(L'isthme
de Verrazano. La Francesca) Nous quittâmes ce lieu et continuâmes à
suivre la côte, dont nous avons relevé l'orientation vers l'Est. Voyant tout
au long du rivage de très grands feux, indice d'une multitude d'habitants,
nous mouillâmes, faute d'abri, et, ayant besoin d'eau, nous envoyâmes à terre
la barque avec XXV hommes. D'énormes vagues brisaient sur une plage ouverte,
si bien qu'il fut impossible d'aborder sans risque de perdre l'embarcation.
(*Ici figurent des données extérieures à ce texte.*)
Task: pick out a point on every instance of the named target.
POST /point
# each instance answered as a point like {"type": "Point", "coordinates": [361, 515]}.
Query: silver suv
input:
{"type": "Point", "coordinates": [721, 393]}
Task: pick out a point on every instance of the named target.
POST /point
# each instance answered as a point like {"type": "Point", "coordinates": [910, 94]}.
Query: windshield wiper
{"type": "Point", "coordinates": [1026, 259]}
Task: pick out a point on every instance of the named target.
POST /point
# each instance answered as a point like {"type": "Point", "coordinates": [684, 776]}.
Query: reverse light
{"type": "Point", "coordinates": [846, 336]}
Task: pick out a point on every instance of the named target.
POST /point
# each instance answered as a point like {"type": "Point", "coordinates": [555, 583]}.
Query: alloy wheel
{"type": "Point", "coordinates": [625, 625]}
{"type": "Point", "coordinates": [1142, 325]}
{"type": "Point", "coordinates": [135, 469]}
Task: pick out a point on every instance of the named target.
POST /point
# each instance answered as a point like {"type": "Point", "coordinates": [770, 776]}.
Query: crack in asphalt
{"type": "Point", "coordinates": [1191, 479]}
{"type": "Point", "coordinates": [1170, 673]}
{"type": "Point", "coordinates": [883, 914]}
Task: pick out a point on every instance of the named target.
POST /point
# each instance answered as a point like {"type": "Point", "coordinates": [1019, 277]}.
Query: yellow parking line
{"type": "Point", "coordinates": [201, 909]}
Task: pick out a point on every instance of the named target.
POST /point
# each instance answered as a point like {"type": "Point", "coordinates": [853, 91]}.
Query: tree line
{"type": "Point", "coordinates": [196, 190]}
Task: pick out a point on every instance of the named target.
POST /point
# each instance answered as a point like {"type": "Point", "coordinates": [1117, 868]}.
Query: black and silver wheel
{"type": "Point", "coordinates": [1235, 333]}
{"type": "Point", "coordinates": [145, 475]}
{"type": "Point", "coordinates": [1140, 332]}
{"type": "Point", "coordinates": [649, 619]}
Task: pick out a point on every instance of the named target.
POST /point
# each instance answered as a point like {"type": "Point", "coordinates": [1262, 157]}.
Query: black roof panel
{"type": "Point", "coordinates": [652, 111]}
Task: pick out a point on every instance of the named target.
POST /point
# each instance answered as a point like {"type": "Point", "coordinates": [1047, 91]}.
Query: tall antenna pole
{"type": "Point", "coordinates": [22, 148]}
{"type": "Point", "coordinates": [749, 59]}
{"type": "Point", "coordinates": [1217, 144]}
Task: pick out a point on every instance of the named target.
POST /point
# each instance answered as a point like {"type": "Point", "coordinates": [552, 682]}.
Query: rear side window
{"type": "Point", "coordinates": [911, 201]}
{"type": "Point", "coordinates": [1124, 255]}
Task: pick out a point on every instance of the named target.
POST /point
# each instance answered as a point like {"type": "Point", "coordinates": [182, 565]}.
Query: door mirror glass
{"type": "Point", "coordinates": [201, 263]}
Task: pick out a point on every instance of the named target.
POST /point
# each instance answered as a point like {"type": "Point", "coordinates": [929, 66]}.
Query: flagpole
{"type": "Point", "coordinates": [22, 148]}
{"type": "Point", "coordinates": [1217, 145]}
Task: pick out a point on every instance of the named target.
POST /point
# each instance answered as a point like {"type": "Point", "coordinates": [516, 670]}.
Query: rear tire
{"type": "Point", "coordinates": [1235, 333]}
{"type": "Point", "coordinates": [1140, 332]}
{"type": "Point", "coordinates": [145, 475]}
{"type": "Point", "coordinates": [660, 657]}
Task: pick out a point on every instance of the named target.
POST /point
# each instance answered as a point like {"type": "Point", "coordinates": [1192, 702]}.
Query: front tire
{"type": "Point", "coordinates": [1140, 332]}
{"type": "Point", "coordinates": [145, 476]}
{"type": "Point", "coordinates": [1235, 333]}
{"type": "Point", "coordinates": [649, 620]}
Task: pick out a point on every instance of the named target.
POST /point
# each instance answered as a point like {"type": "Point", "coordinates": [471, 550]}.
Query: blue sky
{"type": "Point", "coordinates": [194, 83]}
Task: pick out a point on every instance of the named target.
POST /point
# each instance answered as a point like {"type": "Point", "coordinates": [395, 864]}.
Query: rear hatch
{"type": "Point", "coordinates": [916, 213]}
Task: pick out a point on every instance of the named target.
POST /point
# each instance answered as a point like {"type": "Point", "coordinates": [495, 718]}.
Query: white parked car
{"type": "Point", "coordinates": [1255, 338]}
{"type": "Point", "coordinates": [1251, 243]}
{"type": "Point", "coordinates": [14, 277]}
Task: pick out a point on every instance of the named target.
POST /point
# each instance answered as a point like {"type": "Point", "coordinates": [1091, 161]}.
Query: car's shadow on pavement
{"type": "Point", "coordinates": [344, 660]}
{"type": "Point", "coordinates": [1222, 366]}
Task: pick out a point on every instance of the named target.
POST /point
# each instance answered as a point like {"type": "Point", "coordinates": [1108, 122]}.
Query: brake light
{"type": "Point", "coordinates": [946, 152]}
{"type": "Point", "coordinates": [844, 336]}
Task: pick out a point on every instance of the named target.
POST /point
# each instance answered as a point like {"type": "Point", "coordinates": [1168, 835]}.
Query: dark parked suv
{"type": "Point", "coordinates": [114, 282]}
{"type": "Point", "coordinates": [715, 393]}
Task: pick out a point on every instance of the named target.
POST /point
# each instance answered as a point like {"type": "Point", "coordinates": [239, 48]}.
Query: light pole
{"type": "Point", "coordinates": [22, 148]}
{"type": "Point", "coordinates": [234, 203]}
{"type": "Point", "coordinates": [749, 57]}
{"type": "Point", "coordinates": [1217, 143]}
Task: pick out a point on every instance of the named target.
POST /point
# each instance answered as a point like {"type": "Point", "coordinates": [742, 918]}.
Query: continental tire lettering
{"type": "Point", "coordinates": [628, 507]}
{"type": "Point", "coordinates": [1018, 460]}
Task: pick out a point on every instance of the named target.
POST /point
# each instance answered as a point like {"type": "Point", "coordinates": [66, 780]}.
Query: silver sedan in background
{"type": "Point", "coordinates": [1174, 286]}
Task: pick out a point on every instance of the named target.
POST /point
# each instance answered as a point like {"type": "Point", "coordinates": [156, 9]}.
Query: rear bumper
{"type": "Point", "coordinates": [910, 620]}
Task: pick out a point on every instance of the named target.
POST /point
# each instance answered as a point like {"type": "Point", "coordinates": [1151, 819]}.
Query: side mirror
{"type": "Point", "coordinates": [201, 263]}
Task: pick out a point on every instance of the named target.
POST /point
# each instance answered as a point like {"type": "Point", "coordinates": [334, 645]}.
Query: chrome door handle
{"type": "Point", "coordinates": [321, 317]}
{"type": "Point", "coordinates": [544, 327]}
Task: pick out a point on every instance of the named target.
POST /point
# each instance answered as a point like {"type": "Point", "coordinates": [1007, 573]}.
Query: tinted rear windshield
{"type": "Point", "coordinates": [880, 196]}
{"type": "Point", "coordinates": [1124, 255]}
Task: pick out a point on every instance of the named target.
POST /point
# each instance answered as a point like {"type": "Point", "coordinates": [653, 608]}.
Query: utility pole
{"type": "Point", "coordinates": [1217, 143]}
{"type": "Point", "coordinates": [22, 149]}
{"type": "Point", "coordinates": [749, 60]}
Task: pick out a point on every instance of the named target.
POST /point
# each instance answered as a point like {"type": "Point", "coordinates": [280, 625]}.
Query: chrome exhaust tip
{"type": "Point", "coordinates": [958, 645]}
Nous vîmes quantité de gens sur le rivage nous faire divers signes d'amitié
pour nous avertir quand nous étions prêts de toucher la terre. C'est alors
que je vis un acte magnifique, dont Votre Majesté va se rendre compte. Nous
avions envoyé à terre à la nage un de nos jeunes matelots, porteurs de quelque
pacotille, grelots, miroirs et autres cadeaux. Parvenu à quatre brasses de
ces gens, il leur lança ces objets. Ensuite, voulant s'en retourner, il fut
roulé par une vague qui le rejeta à demi mort sur la rive. Ce que voyant,
les habitants accoururent aussitôt : ils le prirent par la tête, les bras,
les jambes et le transportèrent à quelque distance en arrière. Se voyant ainsi
emporté, le jeune homme, saisi de terreur, poussa de grands cris; et eux criaient
aussi en leur langue, avec des démonstrations destinées à le rassurer. Alors,
l'ayant déposé à terre, au soleil, au pied d'un monticule, ils multipliaient
les gestes d'étonnement, considérant la blancheur de sa chair et examinant
en détail tout son corps. Ils le dépouillèrent de sa chemise et de ses chausses,
le laissèrent nu, puis ils allumèrent tout près de lui un grand feu et l'en
approchèrent. A cette vue les matelots qui étaient dans la barque restaient
saisis d'épouvante, comme toujours en présence d'une circonstance nouvelle;
ils croyaient que ces gens-là voulaient le faire rôtir pour le manger. Celui-ci,
ayant repris quelques forces après être resté un moment avec eux; leur exprima
par signes sa volonté de rejoindre le navire. Avec la plus grande amitié,
en le tenant étroitement embrassé ils l'accompagnèrent jusqu'à mer; ensuite,
pour le rassurer, ils se retirèrent jusque sur une colline assez haute et,
de là, continuèrent à le regarder jusqu'à ce qu'il fût remonté dans la barque.